# Simulating linear momentum/KE through angular momentum/KE

I have undertaken a project where I need to design a brake system for a miniature locomotive. To test the effective of the brakes I have decided to create a rig where the brake system is attached to a flywheel which is spun to a certain angular speed in order to simulate the momentum of the locomotive as if it was on a track. I don't have a track available which is why I am doing this.

The mass of the locomotive is 800KG and assumed to be travelling at a const velocity of 4.2 m/s therefore will possess a linear momentum of 3,360 kg.m/s and a linear kinetic energy of 7065J.

I would like to simulate this momentum in the form of a flywheel, in order to determine its dimensions I need to know how much angular momentum the flywheel needs.

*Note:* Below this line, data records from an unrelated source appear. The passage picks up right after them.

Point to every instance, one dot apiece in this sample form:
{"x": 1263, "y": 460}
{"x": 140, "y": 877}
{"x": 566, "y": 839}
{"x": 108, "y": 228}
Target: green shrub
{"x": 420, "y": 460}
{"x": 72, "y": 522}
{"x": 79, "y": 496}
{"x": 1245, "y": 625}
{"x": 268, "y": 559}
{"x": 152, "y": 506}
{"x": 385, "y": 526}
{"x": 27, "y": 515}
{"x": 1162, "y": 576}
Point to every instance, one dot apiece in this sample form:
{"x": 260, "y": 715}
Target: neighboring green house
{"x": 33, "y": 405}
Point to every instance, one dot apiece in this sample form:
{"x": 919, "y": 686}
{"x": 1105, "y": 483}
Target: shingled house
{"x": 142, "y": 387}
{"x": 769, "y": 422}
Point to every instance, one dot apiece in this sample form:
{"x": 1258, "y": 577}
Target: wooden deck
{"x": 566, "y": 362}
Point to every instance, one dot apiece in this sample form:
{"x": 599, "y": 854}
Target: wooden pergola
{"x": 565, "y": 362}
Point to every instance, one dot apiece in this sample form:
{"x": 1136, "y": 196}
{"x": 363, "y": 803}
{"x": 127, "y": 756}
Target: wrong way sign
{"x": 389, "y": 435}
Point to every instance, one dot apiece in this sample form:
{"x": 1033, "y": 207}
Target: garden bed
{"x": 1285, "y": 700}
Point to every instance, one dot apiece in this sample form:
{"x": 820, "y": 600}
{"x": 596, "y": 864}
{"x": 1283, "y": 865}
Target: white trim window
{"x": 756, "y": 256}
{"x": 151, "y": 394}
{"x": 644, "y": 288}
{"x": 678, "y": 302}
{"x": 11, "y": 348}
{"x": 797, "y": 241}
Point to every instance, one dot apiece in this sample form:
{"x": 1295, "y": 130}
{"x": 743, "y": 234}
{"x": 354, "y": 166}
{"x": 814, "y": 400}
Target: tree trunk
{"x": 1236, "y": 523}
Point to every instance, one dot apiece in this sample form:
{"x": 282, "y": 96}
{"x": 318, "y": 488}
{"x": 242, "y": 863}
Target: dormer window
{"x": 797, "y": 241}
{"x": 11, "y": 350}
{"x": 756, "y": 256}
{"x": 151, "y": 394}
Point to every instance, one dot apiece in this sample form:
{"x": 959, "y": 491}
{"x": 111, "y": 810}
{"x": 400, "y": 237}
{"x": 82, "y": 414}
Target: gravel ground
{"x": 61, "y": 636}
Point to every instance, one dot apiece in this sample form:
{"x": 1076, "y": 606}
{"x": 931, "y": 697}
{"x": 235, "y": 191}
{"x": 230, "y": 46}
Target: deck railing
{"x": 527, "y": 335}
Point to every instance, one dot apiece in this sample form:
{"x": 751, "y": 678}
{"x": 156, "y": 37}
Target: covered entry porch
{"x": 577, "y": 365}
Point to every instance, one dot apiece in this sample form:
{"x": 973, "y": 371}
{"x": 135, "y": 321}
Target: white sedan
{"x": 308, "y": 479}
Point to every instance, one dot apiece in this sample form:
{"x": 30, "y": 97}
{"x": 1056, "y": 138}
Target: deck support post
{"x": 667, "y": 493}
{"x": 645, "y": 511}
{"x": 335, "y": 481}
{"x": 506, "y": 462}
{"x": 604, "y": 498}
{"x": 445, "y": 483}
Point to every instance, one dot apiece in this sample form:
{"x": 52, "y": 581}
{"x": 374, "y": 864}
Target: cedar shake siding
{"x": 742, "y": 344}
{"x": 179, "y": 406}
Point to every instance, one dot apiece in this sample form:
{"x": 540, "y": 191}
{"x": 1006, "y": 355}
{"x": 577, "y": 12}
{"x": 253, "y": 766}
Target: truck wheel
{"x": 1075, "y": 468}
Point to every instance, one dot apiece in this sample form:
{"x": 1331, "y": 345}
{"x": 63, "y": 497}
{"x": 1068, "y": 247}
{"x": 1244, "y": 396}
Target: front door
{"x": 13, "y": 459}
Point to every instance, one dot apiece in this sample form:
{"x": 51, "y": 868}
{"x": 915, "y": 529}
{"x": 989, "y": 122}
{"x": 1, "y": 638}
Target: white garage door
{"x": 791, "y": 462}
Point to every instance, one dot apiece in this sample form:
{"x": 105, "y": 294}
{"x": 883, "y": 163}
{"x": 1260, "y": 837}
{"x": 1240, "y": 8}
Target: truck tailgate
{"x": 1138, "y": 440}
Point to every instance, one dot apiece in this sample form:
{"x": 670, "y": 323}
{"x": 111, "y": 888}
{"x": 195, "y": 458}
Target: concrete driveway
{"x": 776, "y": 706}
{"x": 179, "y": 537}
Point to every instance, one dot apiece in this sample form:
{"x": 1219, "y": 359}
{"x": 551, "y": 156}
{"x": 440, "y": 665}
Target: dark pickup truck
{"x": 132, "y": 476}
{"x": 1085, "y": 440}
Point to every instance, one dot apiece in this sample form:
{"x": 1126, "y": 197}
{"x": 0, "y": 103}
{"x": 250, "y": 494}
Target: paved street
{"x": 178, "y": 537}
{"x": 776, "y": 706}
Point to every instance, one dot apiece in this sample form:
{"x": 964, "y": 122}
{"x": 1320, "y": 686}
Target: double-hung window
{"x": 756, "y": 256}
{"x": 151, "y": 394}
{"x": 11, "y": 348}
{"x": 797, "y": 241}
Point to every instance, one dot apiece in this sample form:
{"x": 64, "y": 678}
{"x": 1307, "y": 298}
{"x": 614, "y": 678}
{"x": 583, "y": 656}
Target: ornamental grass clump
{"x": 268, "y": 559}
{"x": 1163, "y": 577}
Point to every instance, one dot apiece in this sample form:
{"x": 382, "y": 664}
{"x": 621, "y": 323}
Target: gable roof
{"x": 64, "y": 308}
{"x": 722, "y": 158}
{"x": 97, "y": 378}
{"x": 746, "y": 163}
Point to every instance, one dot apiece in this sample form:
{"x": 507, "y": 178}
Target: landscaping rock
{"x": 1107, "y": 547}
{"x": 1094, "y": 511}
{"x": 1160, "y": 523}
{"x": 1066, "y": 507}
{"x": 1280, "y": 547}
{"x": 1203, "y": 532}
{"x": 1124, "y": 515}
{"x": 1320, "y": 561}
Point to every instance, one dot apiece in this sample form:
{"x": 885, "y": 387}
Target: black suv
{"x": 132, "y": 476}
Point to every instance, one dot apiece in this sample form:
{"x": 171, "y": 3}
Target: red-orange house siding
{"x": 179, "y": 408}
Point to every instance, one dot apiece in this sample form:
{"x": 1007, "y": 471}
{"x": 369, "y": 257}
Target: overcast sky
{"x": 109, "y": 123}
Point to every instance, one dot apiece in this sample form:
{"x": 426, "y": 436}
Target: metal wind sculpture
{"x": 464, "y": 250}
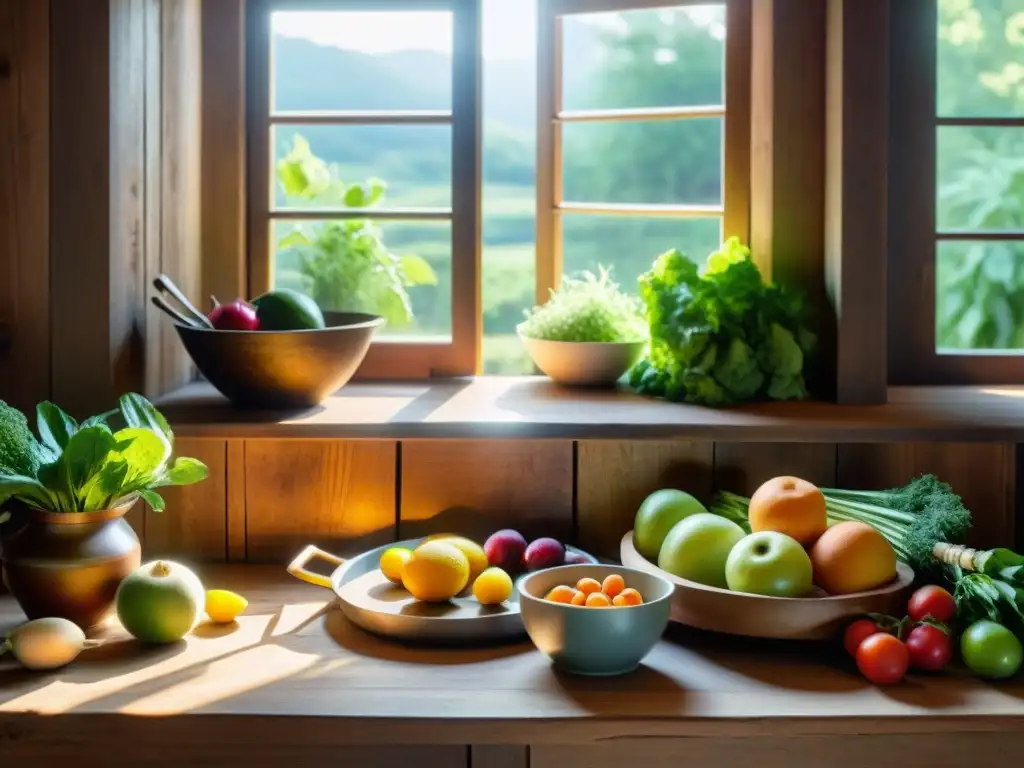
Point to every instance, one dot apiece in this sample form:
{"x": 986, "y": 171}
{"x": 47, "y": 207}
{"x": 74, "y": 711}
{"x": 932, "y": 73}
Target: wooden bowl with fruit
{"x": 278, "y": 351}
{"x": 785, "y": 572}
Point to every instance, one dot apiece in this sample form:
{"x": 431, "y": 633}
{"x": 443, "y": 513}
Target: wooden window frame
{"x": 735, "y": 113}
{"x": 401, "y": 358}
{"x": 913, "y": 232}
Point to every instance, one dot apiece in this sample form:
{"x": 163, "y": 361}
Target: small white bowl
{"x": 584, "y": 364}
{"x": 595, "y": 641}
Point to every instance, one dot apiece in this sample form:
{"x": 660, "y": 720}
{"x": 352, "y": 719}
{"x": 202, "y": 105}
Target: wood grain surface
{"x": 294, "y": 674}
{"x": 772, "y": 752}
{"x": 741, "y": 467}
{"x": 614, "y": 476}
{"x": 531, "y": 408}
{"x": 856, "y": 195}
{"x": 983, "y": 475}
{"x": 195, "y": 522}
{"x": 339, "y": 496}
{"x": 25, "y": 204}
{"x": 477, "y": 486}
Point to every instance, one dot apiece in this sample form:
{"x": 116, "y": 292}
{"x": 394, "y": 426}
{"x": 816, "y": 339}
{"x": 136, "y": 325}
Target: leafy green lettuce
{"x": 88, "y": 467}
{"x": 722, "y": 336}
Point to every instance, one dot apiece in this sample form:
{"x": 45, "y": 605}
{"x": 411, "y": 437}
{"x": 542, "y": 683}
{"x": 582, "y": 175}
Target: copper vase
{"x": 70, "y": 564}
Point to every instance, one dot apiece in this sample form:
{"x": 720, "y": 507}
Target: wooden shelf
{"x": 293, "y": 671}
{"x": 532, "y": 408}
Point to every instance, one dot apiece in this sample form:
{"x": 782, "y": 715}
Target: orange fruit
{"x": 494, "y": 586}
{"x": 435, "y": 571}
{"x": 561, "y": 594}
{"x": 628, "y": 597}
{"x": 791, "y": 506}
{"x": 612, "y": 585}
{"x": 852, "y": 557}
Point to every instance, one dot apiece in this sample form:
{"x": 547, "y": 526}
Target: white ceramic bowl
{"x": 584, "y": 364}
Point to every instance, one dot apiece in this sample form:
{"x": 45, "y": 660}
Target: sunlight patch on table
{"x": 86, "y": 680}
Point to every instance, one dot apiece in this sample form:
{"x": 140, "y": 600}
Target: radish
{"x": 238, "y": 315}
{"x": 47, "y": 643}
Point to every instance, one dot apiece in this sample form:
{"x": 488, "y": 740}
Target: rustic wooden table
{"x": 293, "y": 683}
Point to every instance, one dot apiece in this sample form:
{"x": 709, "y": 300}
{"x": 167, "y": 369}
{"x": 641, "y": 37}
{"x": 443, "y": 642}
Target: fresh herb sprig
{"x": 87, "y": 467}
{"x": 913, "y": 518}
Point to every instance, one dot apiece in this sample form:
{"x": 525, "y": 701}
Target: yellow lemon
{"x": 391, "y": 562}
{"x": 473, "y": 552}
{"x": 435, "y": 571}
{"x": 492, "y": 587}
{"x": 223, "y": 606}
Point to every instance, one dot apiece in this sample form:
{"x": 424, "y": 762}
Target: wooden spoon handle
{"x": 166, "y": 285}
{"x": 161, "y": 302}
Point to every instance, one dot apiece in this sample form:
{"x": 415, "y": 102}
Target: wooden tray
{"x": 814, "y": 617}
{"x": 371, "y": 601}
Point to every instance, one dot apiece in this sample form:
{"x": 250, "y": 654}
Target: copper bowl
{"x": 282, "y": 369}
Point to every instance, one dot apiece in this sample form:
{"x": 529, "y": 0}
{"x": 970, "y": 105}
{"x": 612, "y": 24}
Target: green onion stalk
{"x": 914, "y": 518}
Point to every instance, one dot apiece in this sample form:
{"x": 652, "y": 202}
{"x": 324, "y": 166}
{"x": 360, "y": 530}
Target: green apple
{"x": 160, "y": 602}
{"x": 697, "y": 548}
{"x": 769, "y": 563}
{"x": 656, "y": 516}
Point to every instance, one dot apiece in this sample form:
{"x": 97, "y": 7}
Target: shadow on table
{"x": 350, "y": 637}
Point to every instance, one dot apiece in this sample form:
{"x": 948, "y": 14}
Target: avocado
{"x": 288, "y": 310}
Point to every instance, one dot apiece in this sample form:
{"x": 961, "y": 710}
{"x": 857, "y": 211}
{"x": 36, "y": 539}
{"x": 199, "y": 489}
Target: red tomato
{"x": 930, "y": 648}
{"x": 932, "y": 601}
{"x": 883, "y": 658}
{"x": 857, "y": 632}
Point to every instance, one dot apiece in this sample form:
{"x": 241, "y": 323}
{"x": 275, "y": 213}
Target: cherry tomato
{"x": 883, "y": 658}
{"x": 857, "y": 632}
{"x": 932, "y": 601}
{"x": 930, "y": 647}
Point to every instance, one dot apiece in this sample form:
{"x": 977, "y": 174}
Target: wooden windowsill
{"x": 294, "y": 673}
{"x": 532, "y": 408}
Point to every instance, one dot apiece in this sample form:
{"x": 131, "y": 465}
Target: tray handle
{"x": 298, "y": 566}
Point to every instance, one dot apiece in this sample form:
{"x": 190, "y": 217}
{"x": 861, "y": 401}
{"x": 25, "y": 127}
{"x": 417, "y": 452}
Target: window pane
{"x": 981, "y": 57}
{"x": 673, "y": 161}
{"x": 398, "y": 269}
{"x": 980, "y": 178}
{"x": 509, "y": 173}
{"x": 630, "y": 245}
{"x": 979, "y": 296}
{"x": 413, "y": 161}
{"x": 361, "y": 60}
{"x": 652, "y": 57}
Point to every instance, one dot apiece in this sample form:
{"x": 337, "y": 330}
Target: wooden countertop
{"x": 531, "y": 407}
{"x": 294, "y": 671}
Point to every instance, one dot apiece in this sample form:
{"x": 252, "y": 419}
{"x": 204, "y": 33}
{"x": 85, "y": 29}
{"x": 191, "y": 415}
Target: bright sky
{"x": 508, "y": 32}
{"x": 509, "y": 28}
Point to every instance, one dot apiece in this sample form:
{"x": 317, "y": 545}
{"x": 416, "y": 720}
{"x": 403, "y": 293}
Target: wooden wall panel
{"x": 982, "y": 473}
{"x": 856, "y": 195}
{"x": 195, "y": 523}
{"x": 870, "y": 751}
{"x": 613, "y": 477}
{"x": 339, "y": 495}
{"x": 741, "y": 467}
{"x": 236, "y": 501}
{"x": 477, "y": 486}
{"x": 25, "y": 163}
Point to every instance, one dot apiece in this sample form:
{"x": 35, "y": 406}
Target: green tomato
{"x": 991, "y": 650}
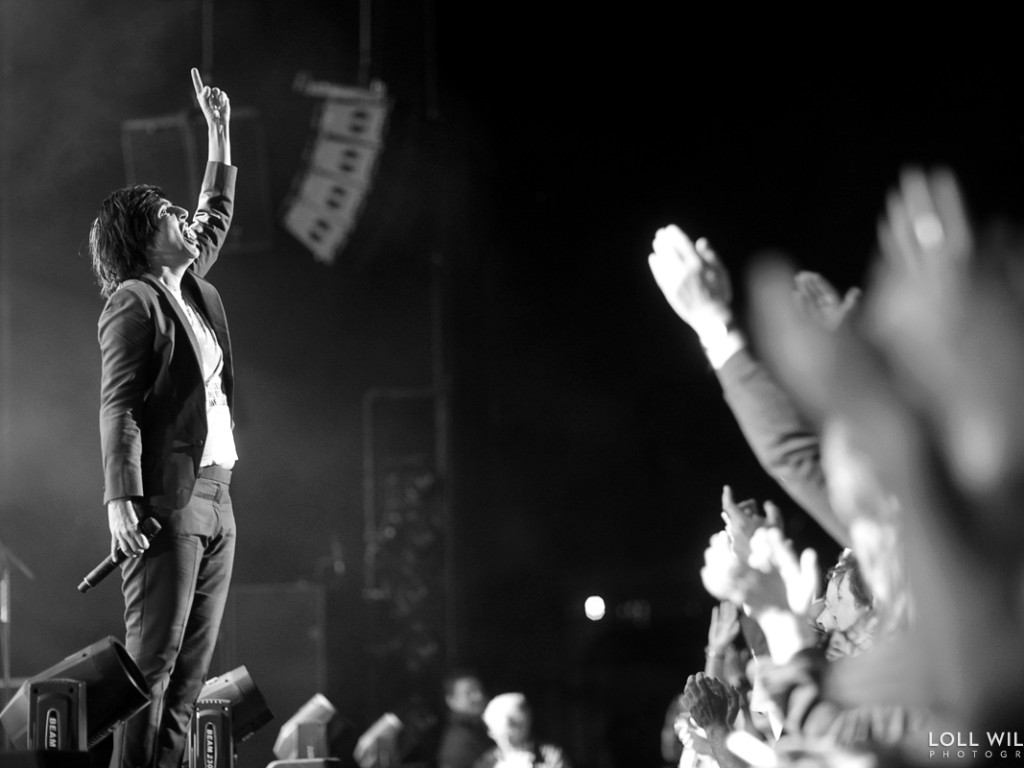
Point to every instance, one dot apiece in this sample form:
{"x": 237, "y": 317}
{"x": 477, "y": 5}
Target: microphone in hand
{"x": 150, "y": 527}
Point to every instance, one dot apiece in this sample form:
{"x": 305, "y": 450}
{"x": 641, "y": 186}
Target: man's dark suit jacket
{"x": 153, "y": 398}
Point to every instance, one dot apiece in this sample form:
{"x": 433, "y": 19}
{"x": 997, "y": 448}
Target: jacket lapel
{"x": 179, "y": 314}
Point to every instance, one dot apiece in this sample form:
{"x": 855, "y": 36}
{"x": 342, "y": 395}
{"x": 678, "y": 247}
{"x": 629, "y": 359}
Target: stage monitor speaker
{"x": 210, "y": 742}
{"x": 278, "y": 632}
{"x": 45, "y": 759}
{"x": 115, "y": 689}
{"x": 57, "y": 715}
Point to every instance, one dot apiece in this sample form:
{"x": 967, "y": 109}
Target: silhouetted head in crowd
{"x": 464, "y": 693}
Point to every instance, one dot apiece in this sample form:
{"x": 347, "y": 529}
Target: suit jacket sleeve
{"x": 213, "y": 213}
{"x": 126, "y": 341}
{"x": 784, "y": 443}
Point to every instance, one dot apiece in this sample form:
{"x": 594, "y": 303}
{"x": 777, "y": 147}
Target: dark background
{"x": 531, "y": 155}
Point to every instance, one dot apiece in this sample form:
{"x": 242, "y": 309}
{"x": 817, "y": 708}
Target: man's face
{"x": 175, "y": 244}
{"x": 467, "y": 696}
{"x": 841, "y": 609}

I am not sure how I can correctly mathematically/physically be able to "convert" linear momentum into angular momentum. I know that these two quantities are independent which is why I am asking this question.

Where I have ended up so far:

The energy in an object has two components: linear K.E. (El) and rotation K.E.(Er) Et = El + Er

El = 0.5*m*(v^2) , Er = 0.5*I*w^2, Et = total energy where, 'v' is linear velocity, 'w' is angular speed and 'I' is moment if inertia.

If I assume the locomotive only has linear component: 7065J and I assume that the flywheel only has rotation component - can I assume it to have 7065J of energy.

I question myself whether a linear joule is the same as rotational joule.

Any comment is helpful - i can work on from a hint

• This sounds like you need to apply dimensional analysis : dynamic similarity, kinematic similarity etc. – Solar Mike Nov 8 '17 at 10:22

## 2 Answers

Your fundamental assumptions are correct, but I would question the practicality of the system that you are suggesting for testing.

Even with a heavy flywheel at a large diameter, you would need to spin it to a very high rotational speed in order to store the 7065J of energy that you are trying to mimic. Unfortunately brake-force is not independent of the surface speeds, and other important effects such as overheating/longevity of the system may not be accurately modeled in this case.

I would recommend dimensional analysis to allow you to model the system at a smaller scale (see https://en.wikipedia.org/wiki/Buckingham_%CF%80_theorem and https://en.wikipedia.org/wiki/Similitude_(model))

To answer your question "whether a linear joule is the same as rotational joule"

They are both forms of energy that are considered equal when using the conservation of energy methods - which I believe is what you're trying to do.